Yageo is entering 2Q with revenue and margin tailwinds that consensus is likely missing. Multiple product-line pricing adjustments—tantalum, resistors, magnetics, MLCC—are flowing through P&L after limited 1Q contribution. Simultaneously, utilization rates are running 5–10 percentage points above prior guidance, and AI revenue mix is broadening in ways the market has not fully priced. The combination creates a near-term earnings beat setup with potential for re-rating as AI exposure becomes more visible.

The Market Is Underestimating the Pricing Tailwind

The market appears to be treating Yageo as a volume-recovery story with passive pricing. That misses the active pricing actions being implemented now.

Pricing adjustments made across multiple product categories had minimal impact on 1Q revenue. Management explicitly noted that more of these adjustments will flow through in 2Q. Tantalum offers the clearest evidence of pricing power: Yageo has raised tantalum prices three times in the past 18 months, each time for a different product variant. This cadence signals disciplined pass-through, not one-off catch-up.

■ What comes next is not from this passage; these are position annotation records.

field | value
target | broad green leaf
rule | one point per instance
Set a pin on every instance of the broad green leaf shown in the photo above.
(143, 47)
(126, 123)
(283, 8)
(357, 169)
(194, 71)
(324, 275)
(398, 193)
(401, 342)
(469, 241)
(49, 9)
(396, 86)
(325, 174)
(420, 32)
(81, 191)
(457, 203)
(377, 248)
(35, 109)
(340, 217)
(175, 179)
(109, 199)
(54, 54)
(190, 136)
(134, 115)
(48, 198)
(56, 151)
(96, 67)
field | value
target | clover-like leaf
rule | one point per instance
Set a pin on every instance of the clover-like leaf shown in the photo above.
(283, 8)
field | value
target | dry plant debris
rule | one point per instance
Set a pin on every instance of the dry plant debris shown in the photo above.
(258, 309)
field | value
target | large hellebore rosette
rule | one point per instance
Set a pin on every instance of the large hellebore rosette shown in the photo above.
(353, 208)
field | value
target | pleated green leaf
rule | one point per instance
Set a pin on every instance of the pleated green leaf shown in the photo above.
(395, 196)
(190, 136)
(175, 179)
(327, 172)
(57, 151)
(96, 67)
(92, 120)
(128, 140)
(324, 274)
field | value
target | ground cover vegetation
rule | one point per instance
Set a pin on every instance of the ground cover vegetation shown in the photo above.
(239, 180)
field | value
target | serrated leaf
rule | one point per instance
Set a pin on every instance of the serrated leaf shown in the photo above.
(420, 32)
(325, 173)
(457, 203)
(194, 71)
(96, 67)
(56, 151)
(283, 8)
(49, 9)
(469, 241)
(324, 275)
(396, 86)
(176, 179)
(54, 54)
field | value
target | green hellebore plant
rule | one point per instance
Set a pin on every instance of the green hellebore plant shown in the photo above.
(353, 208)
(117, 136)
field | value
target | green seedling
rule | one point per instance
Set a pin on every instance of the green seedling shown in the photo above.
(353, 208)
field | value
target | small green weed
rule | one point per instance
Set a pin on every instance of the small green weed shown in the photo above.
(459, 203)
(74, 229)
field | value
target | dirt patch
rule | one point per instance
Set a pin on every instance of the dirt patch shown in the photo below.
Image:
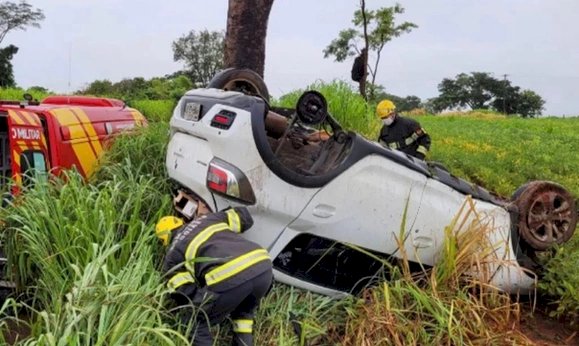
(546, 331)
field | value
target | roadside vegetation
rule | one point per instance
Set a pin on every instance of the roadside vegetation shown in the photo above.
(87, 259)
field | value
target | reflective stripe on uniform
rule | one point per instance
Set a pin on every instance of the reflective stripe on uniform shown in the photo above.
(235, 266)
(234, 222)
(411, 139)
(243, 326)
(193, 247)
(180, 279)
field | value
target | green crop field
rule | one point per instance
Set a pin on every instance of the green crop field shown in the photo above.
(87, 261)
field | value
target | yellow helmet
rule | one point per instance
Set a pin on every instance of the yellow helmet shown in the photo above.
(165, 226)
(385, 108)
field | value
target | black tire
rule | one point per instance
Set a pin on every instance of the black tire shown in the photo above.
(547, 214)
(242, 80)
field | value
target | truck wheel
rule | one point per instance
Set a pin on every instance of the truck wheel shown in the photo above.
(547, 214)
(243, 80)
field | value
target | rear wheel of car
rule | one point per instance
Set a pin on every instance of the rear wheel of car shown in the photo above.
(547, 214)
(242, 80)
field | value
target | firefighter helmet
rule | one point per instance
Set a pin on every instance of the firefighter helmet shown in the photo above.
(385, 109)
(165, 226)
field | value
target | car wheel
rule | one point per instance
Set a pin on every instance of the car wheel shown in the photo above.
(242, 80)
(547, 214)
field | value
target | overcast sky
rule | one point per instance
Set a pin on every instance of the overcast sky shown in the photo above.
(534, 42)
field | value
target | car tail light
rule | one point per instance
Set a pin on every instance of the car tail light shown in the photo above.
(228, 180)
(223, 120)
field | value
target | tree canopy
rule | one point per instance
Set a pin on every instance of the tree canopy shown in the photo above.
(6, 73)
(18, 16)
(202, 53)
(480, 90)
(372, 30)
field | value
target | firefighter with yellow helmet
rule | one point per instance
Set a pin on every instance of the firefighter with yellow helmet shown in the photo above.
(401, 133)
(209, 265)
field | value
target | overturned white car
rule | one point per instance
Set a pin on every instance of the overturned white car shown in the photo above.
(317, 198)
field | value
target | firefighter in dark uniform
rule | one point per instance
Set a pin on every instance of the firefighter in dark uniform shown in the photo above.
(209, 265)
(401, 133)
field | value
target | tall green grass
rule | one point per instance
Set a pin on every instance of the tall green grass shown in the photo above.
(88, 261)
(445, 305)
(155, 110)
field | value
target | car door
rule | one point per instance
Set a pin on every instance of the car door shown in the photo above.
(27, 147)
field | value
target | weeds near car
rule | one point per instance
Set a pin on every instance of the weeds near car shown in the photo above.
(87, 258)
(447, 304)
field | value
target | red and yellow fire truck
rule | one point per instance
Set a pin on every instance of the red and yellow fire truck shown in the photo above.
(61, 132)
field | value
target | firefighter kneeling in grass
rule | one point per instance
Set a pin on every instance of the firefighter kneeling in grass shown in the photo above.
(208, 264)
(401, 133)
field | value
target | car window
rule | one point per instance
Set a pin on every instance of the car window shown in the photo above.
(33, 167)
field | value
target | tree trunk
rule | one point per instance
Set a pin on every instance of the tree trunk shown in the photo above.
(246, 32)
(364, 51)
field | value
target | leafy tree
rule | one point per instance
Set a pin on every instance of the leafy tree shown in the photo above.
(98, 88)
(6, 74)
(202, 53)
(480, 90)
(475, 91)
(246, 32)
(18, 16)
(373, 29)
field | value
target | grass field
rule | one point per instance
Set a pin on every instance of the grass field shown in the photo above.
(88, 261)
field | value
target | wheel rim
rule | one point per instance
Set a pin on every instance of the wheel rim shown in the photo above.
(550, 217)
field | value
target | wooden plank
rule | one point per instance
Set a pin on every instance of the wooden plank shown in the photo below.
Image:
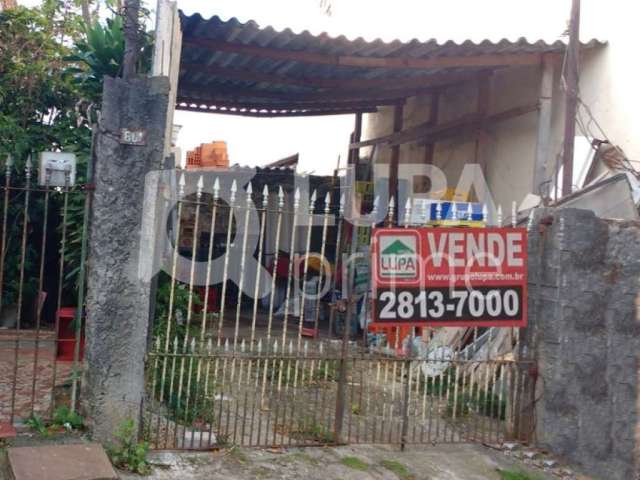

The investment implication: 2Q consensus revenue and gross margin estimates are likely too low because they embed only partial realization of these price increases. The typical quarterly negotiation cycle means further adjustments remain possible, though not guaranteed.

Demand and Utilization Are Running Hotter Than Guided

Utilization rates tell the story most directly. Standard products are running at 75%+, premium products at 85%+. Both exceed the guidance provided during the 1Q earnings call. A book-to-bill ratio of 1.3x confirms order intake is outstripping shipments.

Distributor inventory is healthy at under five months, down from slightly above five months in 1Q. This matters because lean channel inventory means restocking demand is not inflating the utilization figures—real end demand is driving them.

Management noted they see no signs of consumer electronics demand slowing in 2Q. That said, visibility into 2H is limited, which tempers extrapolation of the current rate of improvement.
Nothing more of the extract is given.